Senate Democrats are planning one final push next week to extend emergency unemployment benefits for three months.
With it, they have the opportunity not just to restore benefits for the 1.3 million Americans who lost them on Sunday, but also to test House Speaker John Boehner’s supposed newfound willingness to break from the tea party.
Senators Jack Reed (D-R.I.) and Dean Heller’s (R-Nev.) bill to extend unemployment benefits for long-term unemployed for another three months would cost $6.4 billion. Reed and Heller have not included any offsets yet, but may do so in the future. Republicans want spending offsets for the extension while Democrats are less inclined to include them.
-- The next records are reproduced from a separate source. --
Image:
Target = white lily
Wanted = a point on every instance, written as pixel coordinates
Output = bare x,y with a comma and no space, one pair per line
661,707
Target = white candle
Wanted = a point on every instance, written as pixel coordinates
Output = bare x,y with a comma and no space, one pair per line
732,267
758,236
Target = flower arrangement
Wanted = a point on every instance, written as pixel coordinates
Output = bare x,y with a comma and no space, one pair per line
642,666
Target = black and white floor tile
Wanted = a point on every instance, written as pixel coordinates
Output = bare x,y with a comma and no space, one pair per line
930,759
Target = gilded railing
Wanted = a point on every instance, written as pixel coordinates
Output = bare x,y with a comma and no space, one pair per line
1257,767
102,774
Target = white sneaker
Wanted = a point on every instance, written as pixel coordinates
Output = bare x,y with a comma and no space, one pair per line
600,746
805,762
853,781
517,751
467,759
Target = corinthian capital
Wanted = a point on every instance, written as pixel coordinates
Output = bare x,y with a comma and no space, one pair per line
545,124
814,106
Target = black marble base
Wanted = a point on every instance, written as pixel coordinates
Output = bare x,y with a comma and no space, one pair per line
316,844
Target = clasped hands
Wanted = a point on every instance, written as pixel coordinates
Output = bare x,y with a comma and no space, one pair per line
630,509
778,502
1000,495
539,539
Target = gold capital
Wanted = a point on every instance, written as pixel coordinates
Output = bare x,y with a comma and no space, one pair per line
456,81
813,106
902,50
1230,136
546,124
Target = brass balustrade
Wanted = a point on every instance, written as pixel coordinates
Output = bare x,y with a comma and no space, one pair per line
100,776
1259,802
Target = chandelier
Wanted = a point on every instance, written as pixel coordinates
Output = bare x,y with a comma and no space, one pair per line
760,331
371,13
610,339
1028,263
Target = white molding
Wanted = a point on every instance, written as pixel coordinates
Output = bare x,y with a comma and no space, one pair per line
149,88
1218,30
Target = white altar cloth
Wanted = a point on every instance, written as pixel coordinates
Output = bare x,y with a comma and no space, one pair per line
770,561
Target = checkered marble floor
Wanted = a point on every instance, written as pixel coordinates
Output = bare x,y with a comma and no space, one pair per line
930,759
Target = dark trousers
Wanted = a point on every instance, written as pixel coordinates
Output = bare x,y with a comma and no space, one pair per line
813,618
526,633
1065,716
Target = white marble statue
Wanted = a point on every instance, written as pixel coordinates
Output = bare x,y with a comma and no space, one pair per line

While Democrats are right here on the policy merits, they should instead relent and find a spending offset to entice more Republicans to support the bill.
The Committee for a Responsible Federal Budget put forward some options earlier today:
That will make it much easier for Democrats to convince four other Senate Republicans to break from the party and join Heller in support of the legislation so that it can clear the filibuster.
If it passes the senate, then the real fun begins.
In early December, John Boehner signaled that he would be open to an extension of jobless benefits if spending offsets were included.
“When the White House finally called me last Friday about extending unemployment benefits, I said that we would clearly consider it as long as long as it’s paid for and as long as there are other efforts that will help get our economy moving once again,” he said.
Boehner gave himself a little wiggle room at the end there, but this was also before he publicly flipped out on conservative groups over the Murray-Ryan budget deal. If Democrats can get the bill past the senate, they can put immense pressure on the speaker to bring the legislation up for a vote and defy the tea party once again. It would also be very interesting to see where Rep. Paul Ryan falls on the issue.
If that happens, Democrats would not only have gotten an extension of unemployment benefits, they also would have created an even greater schism between the Republican establishment and the tea party. It all begins with finding a spending offset that is amenable to Republicans.
Correction: This post originally stated Sen. Jack Reed was from Delaware. He is actually from Rhode Island.